Lorsqu’il s’agit de commenter le bilan économique de l’exercice 2018, Benchaâboun adopte une posture qui contraste fondamentalement avec les prises de position de ses prédécesseurs qui faisaient sans cesse les louanges de l’économie. Bien qu’il se montre «optimiste» quant aux perspectives à venir, il n’hésite pas à pointer du doigt l’aggravation du déficit budgétaire et à commenter le niveau de croissance faible. En optant pour la transparence, l’ex-PDG de la Banque Populaire veut éviter de se retrouver, à son tour, dans le viseur de Driss Jettou. En réalité, il prépare le terrain à la mise en œuvre d’une politique d’austérité qui ne dit pas son nom, et qui n’est, après coup, que le prolongement d’un cap fixé lors des années 90 avec le Plan d’Ajustement Structurel. Au moment des préparatifs du PLF 2019, intervient alors le premier duel face au pouvoir législatif. Benchaâboun force le trait. C’est le cas de le dire lorsqu’il s’agit de ressortir le dossier de la privatisation rangé au fond des tiroirs depuis 2008. La gestion active du portefeuille des participations de l’État et les opérations de privatisation qui peuvent en résulter est bénéfique au budget et à l’économie, juge le ministre. Pour renflouer les caisses de l’État, une liste des EEP éligibles est dressée. Chacun est appelé à mettre la main à la poche et à se débarrasser des actifs qu’il détient et qui n’ont rien à voir avec son cœur de métier. Un véritable coup de pied dans la fourmilière qui pousse les administrations à se bouger.

Rationaliser au dirham près!

En première ligne de la bataille qui oppose l’exécutif au législatif, les parlementaires découvrent une nouvelle facette, et un homme capable de dire «Non», de défendre ses idées, de prendre des décisions à contre-courant. Pour le PLF 2020 cette fois-ci, une série d’arbitrages budgétaires sont à effectuer pour redonner du pouvoir d’achat aux citoyens et favoriser une redistribution équitable des ressources. Dans les échanges qui précèdent l’adoption définitive de la loi, la censure du ministre est sans équivoque. Il brandit l’article 77 de la Constitution à 3 reprises. Pour les retraits des pensions de la liste des revenus salariaux soumis à l’IR, proposé par les conseillers et rejeté par le ministre en raison de son coût onéreux (1 milliard de dirhams).

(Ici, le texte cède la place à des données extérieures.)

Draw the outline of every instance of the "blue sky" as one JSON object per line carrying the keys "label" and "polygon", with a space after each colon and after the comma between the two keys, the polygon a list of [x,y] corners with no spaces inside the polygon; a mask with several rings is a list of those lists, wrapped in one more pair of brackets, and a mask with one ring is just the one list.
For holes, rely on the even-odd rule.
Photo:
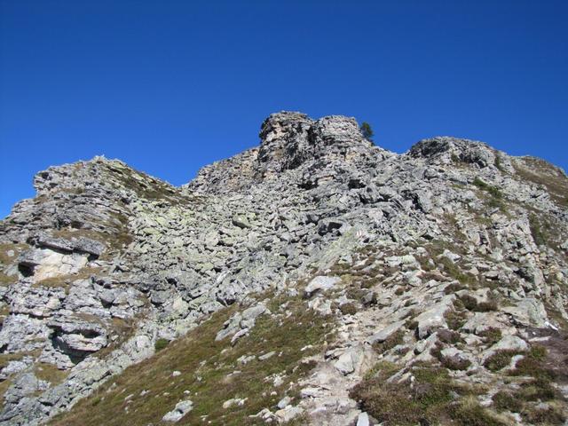
{"label": "blue sky", "polygon": [[568,168],[566,1],[0,0],[0,217],[96,154],[175,185],[280,110]]}

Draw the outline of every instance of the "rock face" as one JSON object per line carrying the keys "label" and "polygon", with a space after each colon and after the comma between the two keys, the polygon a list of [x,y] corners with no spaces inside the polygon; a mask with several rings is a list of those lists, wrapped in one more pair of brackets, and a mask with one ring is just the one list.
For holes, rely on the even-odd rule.
{"label": "rock face", "polygon": [[[259,136],[257,148],[182,187],[103,157],[36,176],[36,198],[0,223],[0,425],[73,413],[160,342],[234,306],[212,340],[238,348],[265,318],[288,318],[286,304],[274,312],[268,299],[251,303],[258,294],[301,295],[297,303],[335,327],[333,342],[308,359],[312,374],[295,383],[301,398],[267,403],[254,413],[259,422],[397,424],[372,403],[381,388],[369,380],[398,383],[397,391],[410,383],[408,398],[419,398],[414,369],[424,363],[462,387],[483,384],[467,398],[486,411],[485,422],[532,424],[536,414],[527,413],[537,412],[564,418],[565,371],[547,383],[548,399],[527,397],[522,415],[492,405],[499,389],[514,395],[532,380],[517,368],[504,381],[500,356],[515,372],[515,362],[537,362],[537,346],[548,348],[539,352],[542,368],[561,352],[564,171],[448,137],[398,154],[343,116],[273,114]],[[278,357],[266,351],[240,363]],[[381,376],[387,363],[391,374]],[[452,390],[454,415],[461,390]],[[228,395],[244,402],[223,409],[254,406],[248,398]],[[155,422],[201,412],[193,397],[174,405]],[[129,410],[121,415],[128,424]],[[422,423],[420,415],[407,422]]]}

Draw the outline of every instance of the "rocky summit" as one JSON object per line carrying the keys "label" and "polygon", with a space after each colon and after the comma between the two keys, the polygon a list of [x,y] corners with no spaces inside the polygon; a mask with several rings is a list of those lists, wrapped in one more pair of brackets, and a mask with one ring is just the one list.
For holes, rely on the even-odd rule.
{"label": "rocky summit", "polygon": [[568,178],[270,115],[176,187],[95,157],[0,222],[0,425],[565,424]]}

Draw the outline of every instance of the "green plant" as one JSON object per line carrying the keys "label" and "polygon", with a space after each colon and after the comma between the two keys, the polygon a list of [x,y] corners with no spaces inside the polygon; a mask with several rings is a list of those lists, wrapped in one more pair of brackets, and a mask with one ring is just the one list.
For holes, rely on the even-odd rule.
{"label": "green plant", "polygon": [[405,332],[402,329],[398,329],[392,333],[383,342],[376,342],[373,344],[373,348],[379,353],[386,352],[391,350],[395,346],[402,344],[404,343]]}
{"label": "green plant", "polygon": [[365,138],[369,142],[373,142],[373,137],[375,136],[375,133],[373,131],[373,129],[371,129],[371,125],[368,122],[363,122],[361,123],[361,127],[359,128],[359,130],[361,130],[361,134],[363,135],[363,138]]}
{"label": "green plant", "polygon": [[505,390],[498,391],[492,398],[493,406],[497,411],[511,411],[519,413],[523,409],[523,403],[515,395]]}
{"label": "green plant", "polygon": [[155,343],[154,343],[154,349],[155,349],[157,352],[168,347],[170,341],[168,339],[157,339]]}
{"label": "green plant", "polygon": [[489,328],[477,333],[477,335],[484,339],[485,344],[493,346],[501,340],[502,334],[499,328],[490,327]]}
{"label": "green plant", "polygon": [[343,315],[355,315],[357,313],[357,307],[355,306],[355,304],[351,302],[339,306],[339,310]]}
{"label": "green plant", "polygon": [[519,355],[520,351],[514,350],[501,350],[495,351],[489,358],[483,363],[484,367],[491,371],[498,371],[505,367],[509,366],[511,362],[511,359],[515,355]]}

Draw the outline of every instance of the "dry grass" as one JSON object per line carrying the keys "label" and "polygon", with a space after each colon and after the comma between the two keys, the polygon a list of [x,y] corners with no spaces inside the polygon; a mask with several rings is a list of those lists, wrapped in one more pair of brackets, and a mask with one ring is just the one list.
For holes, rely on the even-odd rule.
{"label": "dry grass", "polygon": [[552,200],[563,207],[568,206],[568,178],[560,169],[535,157],[517,158],[513,166],[521,178],[544,186]]}

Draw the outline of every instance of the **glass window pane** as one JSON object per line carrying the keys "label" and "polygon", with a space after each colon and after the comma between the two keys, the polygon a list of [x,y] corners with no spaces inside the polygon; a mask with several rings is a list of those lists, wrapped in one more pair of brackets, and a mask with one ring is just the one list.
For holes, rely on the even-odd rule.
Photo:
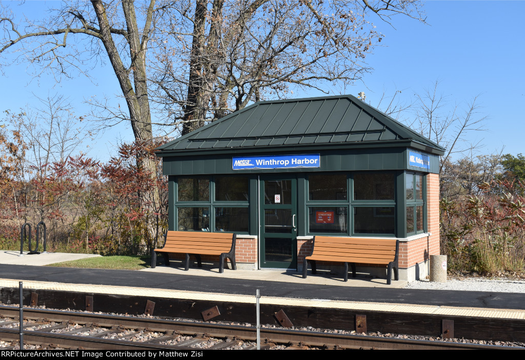
{"label": "glass window pane", "polygon": [[393,172],[357,172],[354,174],[354,199],[393,200],[395,176]]}
{"label": "glass window pane", "polygon": [[395,218],[393,206],[355,206],[353,209],[354,233],[394,233]]}
{"label": "glass window pane", "polygon": [[292,244],[289,238],[265,238],[265,260],[291,261]]}
{"label": "glass window pane", "polygon": [[179,201],[209,201],[209,179],[203,177],[178,178]]}
{"label": "glass window pane", "polygon": [[406,233],[413,233],[414,230],[414,206],[406,207]]}
{"label": "glass window pane", "polygon": [[264,231],[266,233],[291,233],[291,210],[289,209],[265,209]]}
{"label": "glass window pane", "polygon": [[348,208],[310,206],[308,219],[310,233],[346,233],[348,228]]}
{"label": "glass window pane", "polygon": [[416,174],[416,199],[423,200],[423,177],[422,175]]}
{"label": "glass window pane", "polygon": [[406,200],[414,200],[414,174],[406,174],[405,178],[406,179]]}
{"label": "glass window pane", "polygon": [[265,180],[264,195],[265,204],[291,204],[291,180]]}
{"label": "glass window pane", "polygon": [[417,231],[423,230],[423,207],[416,206],[416,229]]}
{"label": "glass window pane", "polygon": [[208,208],[177,208],[178,227],[180,231],[209,231]]}
{"label": "glass window pane", "polygon": [[215,177],[216,201],[248,201],[249,181],[241,176]]}
{"label": "glass window pane", "polygon": [[345,200],[345,174],[322,174],[308,176],[309,200]]}
{"label": "glass window pane", "polygon": [[215,231],[248,231],[248,208],[215,208]]}

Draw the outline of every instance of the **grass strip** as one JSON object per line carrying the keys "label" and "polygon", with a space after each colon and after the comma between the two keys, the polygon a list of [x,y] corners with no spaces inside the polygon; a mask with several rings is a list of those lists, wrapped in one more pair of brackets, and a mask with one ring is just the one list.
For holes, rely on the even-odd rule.
{"label": "grass strip", "polygon": [[62,263],[50,264],[46,266],[76,267],[85,269],[114,269],[141,270],[150,267],[149,256],[97,256]]}

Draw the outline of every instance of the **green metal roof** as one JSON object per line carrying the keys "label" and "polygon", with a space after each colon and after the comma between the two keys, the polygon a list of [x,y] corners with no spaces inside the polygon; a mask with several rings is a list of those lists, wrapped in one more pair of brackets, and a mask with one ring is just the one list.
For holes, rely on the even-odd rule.
{"label": "green metal roof", "polygon": [[445,149],[351,95],[256,103],[159,147],[160,156],[202,150],[312,148],[411,140]]}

Même la composante R&D n’échappe pas du laminage à froid de ce grand technicien puisque le deuxième veto concerne l’amendement touchant aux allocations de recherche scientifique versées aux enseignants chercheurs. L’autre refus catégorique a été apposé à la proposition d’augmentation des postes budgétaires (1.000 postes) au profit du ministère de la Santé. Pour rappel, l’article 77 de la Constitution autorise le Parlement et le gouvernement à veiller à la préservation de l’équilibre des finances de l’État et la possibilité pour le gouvernement de s’opposer à tout amendement qui «aurait pour conséquence de diminuer des ressources publiques, ou d’aggraver des charges publiques». Message en filigrane: rien n’échappe à la rationalisation des dépenses de l’État.

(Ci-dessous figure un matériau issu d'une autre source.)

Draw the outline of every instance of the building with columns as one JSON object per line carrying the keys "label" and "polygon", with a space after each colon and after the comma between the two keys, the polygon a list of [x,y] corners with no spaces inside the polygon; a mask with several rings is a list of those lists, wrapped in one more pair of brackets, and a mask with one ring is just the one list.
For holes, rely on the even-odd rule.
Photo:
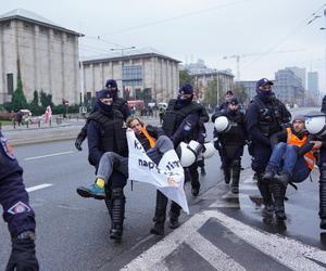
{"label": "building with columns", "polygon": [[84,90],[93,96],[105,80],[115,79],[127,100],[167,102],[179,87],[179,61],[152,48],[124,50],[83,61]]}
{"label": "building with columns", "polygon": [[54,104],[79,103],[80,36],[23,9],[0,15],[0,104],[11,101],[18,74],[27,101],[37,90]]}

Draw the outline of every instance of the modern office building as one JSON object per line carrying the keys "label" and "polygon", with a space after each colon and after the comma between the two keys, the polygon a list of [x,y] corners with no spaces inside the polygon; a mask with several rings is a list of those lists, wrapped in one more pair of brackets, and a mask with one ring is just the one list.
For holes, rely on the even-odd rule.
{"label": "modern office building", "polygon": [[23,9],[0,15],[0,103],[11,101],[18,77],[28,101],[37,90],[54,104],[79,103],[80,36]]}
{"label": "modern office building", "polygon": [[84,89],[88,95],[113,78],[120,95],[128,100],[167,102],[179,87],[179,61],[145,48],[83,60]]}

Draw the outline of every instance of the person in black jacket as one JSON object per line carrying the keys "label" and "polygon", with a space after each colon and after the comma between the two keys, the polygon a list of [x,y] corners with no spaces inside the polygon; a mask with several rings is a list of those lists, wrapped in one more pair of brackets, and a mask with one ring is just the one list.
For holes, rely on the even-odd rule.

En définissant pas à pas le cap de sa politique économique, cet officier décoré par le Roi (Ouissam Al-Arch de l’ordre de chevalier) démontre qu’il n’appartient à aucun clan. Face au patronat, il revient à la charge sur les enjeux fiscaux et insiste sur le fait qu’il ne faut pas confondre réforme et abattement d’impôt. «Si le débat entre le gouvernement et le patronat doit être réduit à la fiscalité, c’est qu’il y a un problème», martèle Benchaâboun. Selon lui, les réformes ne peuvent être réduites à un simple exercice de baisse de la fiscalité. De quoi augurer d’un climat tendu avec la CGEM qui n’apprécie pas de dialoguer sans impliquer sa grille des taux d’imposition.

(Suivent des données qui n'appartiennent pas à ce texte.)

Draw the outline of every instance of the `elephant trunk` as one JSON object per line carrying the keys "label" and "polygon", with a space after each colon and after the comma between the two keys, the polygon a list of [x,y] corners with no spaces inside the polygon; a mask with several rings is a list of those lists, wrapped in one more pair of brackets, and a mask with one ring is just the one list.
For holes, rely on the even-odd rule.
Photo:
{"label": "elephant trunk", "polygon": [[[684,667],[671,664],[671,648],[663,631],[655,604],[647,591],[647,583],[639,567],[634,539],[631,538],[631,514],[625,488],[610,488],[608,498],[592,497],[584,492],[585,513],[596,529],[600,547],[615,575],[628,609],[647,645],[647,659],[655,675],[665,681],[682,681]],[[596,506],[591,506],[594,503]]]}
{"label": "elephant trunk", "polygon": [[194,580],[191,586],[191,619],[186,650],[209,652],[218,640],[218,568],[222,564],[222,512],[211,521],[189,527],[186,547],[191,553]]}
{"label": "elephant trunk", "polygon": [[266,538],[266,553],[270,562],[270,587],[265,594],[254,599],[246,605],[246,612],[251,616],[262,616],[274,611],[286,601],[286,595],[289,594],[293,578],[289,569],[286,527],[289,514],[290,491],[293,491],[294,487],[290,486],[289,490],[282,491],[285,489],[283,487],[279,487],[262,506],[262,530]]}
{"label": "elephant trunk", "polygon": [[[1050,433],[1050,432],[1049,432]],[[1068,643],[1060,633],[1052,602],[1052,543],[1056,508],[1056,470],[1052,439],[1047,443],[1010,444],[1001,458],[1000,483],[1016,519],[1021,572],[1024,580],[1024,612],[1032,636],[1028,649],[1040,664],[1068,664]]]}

Discret, mais pas facile à intimider, le très pugnace ministre parvient au fil des mois à bien verrouiller son périmètre. Ce qui lui vaut une troisième casquette, celle de la réforme administrative qui a été adjugée à son ministère. «De par son expérience à la Banque populaire, il sait comment l’administration doit répondre aux attentes des Marocains», commente El Mehdi Fakir.

Ascension discrète

Voilà des années que Mohamed Benchaâboun s’y prépare. Dans l’ombre, c’est sa manière. Sans faire de bruit, sans se confier à la presse comme l’ont fait un certain nombre de ses pairs Rnistes. Loin d’être un causeur mais d’une vaste érudition sur les dossiers dont il assure la gestion, l’argentier du royaume, la cinquantaine avancée, ne compte pas s’offrir une petite pause. Il n’est pas le genre à aimer le contact avec les gens, leur taper dans le dos, et ne fait rien pour casser son image de «techno». A ce propos, les conjoncturistes étaient à cent lieues de penser qu’un technocrate assurerait la relève de son prédecesseur.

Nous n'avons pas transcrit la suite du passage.